Presentations

Abstract

Introduction:

Diabetes and associated complications cost $116 billion in 2007 with 33% of these costs linked to foot ulcers. Due to neuropathy and poor circulation, diabetes is a major risk factor for the development of skin ulcers resulting in 15-25% of diabetic patients having nonhealing skin wounds. We hypothesize that enhancing palmitoylethanolamide (PEA) levels, either through topical administration of PEA or of N-acyl phosphatidylethanolamine hydrolyzing phospholipase D (NAPE-PLD) activators to enhance PEA synthesis, will result in reduced skin injury and ulceration in response to ischemia and reperfusion (i.e. pressure ulcers) and more rapid healing of these skin wounds.

Methods:

We performed a pilot study to assess whether the pressure ulcer model could be used to test the role of NAPE-PLD in pressure ulcers.
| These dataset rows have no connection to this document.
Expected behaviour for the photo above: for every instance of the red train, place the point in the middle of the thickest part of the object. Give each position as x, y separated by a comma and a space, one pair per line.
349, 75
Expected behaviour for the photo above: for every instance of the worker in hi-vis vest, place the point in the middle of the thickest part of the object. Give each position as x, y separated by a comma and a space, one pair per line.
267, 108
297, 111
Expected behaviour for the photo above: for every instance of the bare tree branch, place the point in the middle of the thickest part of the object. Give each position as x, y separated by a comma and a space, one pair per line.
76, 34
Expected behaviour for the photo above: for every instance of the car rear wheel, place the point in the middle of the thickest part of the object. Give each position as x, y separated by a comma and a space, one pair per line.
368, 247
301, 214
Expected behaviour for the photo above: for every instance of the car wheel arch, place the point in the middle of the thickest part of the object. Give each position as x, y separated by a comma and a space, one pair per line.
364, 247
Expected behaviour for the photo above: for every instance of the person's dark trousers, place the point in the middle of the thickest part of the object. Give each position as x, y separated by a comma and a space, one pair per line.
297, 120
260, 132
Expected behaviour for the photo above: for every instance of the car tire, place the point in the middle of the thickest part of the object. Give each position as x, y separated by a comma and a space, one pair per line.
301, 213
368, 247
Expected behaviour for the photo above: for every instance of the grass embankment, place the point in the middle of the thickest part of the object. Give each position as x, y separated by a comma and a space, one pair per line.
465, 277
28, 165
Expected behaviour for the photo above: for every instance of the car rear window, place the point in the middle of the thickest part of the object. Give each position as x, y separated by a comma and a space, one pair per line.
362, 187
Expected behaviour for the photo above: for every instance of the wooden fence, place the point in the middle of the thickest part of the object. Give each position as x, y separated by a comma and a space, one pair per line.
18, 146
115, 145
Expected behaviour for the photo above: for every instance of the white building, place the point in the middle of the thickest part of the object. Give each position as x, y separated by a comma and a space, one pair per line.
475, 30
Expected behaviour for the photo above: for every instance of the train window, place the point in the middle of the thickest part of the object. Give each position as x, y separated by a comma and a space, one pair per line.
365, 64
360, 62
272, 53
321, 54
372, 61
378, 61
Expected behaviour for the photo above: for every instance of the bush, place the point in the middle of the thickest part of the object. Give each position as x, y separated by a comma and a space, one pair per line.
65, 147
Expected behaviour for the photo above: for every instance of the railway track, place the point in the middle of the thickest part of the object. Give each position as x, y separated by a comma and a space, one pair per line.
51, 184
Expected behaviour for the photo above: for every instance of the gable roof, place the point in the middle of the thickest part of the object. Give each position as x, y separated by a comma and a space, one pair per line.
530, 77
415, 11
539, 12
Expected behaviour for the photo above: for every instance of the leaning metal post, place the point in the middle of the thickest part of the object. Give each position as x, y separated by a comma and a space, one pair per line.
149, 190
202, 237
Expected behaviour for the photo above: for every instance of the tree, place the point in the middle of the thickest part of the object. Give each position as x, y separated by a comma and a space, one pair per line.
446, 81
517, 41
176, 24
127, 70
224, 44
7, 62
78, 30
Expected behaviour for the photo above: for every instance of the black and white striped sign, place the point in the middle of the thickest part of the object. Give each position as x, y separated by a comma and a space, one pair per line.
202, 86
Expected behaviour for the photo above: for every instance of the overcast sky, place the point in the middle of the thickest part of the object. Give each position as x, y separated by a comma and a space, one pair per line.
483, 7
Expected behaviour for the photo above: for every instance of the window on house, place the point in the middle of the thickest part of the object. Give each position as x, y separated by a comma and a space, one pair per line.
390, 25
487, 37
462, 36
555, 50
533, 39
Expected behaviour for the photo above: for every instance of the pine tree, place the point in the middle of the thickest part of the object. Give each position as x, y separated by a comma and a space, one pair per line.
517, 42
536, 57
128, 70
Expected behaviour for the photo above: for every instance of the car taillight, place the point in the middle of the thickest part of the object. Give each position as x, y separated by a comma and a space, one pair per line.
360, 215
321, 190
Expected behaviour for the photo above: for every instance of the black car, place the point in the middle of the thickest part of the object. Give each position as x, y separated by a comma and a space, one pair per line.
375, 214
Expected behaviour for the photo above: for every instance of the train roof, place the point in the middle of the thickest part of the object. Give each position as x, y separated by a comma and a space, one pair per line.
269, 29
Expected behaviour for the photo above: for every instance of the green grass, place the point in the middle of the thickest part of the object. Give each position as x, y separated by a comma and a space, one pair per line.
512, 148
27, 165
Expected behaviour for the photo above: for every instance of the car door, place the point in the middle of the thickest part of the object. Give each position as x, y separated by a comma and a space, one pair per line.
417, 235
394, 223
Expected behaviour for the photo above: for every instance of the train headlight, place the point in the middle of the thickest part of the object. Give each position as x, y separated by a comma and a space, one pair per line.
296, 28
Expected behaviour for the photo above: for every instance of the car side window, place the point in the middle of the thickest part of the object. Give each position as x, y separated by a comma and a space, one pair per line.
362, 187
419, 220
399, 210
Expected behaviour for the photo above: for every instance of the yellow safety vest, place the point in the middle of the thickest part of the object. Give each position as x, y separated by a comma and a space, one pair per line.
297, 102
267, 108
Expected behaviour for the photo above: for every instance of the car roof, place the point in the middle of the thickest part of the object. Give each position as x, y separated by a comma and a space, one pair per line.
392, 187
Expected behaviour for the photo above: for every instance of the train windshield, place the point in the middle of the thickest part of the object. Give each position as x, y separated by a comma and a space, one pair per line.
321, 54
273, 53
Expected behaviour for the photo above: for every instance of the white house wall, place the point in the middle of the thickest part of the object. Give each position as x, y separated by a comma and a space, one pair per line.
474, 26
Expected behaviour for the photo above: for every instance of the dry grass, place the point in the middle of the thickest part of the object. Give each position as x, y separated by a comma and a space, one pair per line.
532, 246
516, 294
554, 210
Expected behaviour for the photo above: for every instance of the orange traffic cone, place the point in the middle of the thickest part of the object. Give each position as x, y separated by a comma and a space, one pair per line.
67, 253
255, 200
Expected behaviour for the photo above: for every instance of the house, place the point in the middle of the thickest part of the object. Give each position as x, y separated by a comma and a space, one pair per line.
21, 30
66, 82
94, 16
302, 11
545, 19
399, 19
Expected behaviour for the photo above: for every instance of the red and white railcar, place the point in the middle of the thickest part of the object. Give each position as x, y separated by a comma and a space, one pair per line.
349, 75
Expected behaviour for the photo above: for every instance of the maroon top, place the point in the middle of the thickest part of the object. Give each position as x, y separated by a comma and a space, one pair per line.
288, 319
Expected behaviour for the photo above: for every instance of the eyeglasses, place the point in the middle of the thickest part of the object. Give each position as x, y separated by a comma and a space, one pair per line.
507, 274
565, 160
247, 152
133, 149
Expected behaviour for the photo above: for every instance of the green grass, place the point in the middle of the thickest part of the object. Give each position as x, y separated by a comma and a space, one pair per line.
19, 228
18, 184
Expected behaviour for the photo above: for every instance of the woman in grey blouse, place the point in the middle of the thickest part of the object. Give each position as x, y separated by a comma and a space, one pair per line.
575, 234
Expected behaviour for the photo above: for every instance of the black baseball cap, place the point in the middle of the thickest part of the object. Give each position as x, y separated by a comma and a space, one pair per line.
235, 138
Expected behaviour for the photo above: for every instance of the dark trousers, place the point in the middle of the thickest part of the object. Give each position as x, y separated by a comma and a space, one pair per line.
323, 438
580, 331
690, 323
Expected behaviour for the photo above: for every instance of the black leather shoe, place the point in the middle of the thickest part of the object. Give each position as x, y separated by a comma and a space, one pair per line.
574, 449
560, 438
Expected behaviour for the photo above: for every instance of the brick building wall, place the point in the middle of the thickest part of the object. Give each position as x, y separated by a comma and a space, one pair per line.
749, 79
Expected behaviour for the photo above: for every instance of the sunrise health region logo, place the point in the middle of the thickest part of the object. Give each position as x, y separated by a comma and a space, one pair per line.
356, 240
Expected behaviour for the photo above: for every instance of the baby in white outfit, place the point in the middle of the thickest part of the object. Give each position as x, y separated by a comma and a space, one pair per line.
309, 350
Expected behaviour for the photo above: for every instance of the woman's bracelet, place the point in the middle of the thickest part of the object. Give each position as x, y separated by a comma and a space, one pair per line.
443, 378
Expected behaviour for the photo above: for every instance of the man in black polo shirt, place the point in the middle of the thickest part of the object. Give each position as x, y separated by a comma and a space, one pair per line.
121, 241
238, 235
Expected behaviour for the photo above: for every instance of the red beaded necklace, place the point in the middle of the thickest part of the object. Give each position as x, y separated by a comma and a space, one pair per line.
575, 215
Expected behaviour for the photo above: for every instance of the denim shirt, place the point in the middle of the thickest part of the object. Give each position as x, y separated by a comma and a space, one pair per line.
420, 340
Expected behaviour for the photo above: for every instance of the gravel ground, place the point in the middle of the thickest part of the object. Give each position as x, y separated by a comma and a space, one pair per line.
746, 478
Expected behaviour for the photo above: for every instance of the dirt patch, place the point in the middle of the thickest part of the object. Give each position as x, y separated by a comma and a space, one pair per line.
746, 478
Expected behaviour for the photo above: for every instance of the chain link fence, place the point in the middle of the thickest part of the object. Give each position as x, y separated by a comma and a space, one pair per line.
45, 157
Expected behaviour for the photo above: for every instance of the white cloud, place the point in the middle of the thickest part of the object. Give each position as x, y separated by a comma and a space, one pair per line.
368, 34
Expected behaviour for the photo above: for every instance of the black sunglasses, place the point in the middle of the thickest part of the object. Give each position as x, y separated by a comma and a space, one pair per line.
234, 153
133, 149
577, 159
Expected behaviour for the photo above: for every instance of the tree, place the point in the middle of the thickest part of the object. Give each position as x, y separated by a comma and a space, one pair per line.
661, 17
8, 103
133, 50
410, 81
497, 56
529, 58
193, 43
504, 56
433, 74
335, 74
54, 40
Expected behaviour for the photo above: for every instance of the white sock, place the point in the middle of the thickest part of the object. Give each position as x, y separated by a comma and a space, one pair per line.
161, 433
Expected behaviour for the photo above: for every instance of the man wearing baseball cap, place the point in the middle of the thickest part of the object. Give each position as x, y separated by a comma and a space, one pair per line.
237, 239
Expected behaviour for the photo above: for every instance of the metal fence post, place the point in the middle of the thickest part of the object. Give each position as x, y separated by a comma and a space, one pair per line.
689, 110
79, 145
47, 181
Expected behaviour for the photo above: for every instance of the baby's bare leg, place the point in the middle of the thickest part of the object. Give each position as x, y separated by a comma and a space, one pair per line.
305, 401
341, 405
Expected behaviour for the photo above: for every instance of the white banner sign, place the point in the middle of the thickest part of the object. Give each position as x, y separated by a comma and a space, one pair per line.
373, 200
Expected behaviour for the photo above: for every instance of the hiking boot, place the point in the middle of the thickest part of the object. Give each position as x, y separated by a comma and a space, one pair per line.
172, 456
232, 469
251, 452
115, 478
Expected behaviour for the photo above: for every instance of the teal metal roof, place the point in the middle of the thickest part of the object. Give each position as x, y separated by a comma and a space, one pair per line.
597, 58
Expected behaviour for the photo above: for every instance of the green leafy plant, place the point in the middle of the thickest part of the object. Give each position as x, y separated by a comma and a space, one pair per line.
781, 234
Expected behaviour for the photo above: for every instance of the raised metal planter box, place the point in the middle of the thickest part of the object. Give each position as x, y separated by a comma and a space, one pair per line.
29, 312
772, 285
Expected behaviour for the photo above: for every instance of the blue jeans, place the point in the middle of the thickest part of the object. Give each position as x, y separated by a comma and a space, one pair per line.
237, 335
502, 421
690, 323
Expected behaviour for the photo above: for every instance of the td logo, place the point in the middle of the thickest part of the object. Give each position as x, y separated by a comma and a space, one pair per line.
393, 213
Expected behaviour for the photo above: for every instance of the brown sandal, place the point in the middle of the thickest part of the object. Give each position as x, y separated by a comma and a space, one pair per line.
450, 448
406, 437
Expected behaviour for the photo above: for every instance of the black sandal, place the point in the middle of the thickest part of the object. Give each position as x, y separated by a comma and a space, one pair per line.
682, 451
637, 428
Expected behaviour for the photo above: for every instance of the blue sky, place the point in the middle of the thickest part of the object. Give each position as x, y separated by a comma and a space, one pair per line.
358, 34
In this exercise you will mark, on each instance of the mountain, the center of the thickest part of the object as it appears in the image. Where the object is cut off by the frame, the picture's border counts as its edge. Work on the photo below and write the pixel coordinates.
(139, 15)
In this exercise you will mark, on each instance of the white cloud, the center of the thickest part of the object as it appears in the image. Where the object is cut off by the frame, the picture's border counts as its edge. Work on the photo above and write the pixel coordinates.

Four C57BL6 male mice, 28-31 grams, underwent three cycles of ischemia / reperfusion (I/R) by pinching a dorsal skinfold between two magnets for 6 h and then removing the magnets for 6 h. The injured (ulcerated) areas were treated topically with a sterile film of Vaseline or 2% PEA in Vaseline once daily.

Results:

The extent of I/R injury in this pilot study was less than we expected from the literature, with no wound reaching a score greater than 2. This may be because we are using C57BL6 mice rather than Balb/c mice often used with wound healing experiments. In future studies, we will increase the ischemia time to 18 hours while keeping the reperfusion time at 6 hours.

Conclusion:

The FDA has not approved a new wound-healing drug-based therapy in twenty years therefore this research proposes a new therapeutic strategy to target this major unmet need. If successful, this research would provide a novel, potential treatment for pressure ulcers using NAPE-PLD activators potentially minimizing the health risks that are associated with pressure ulcers.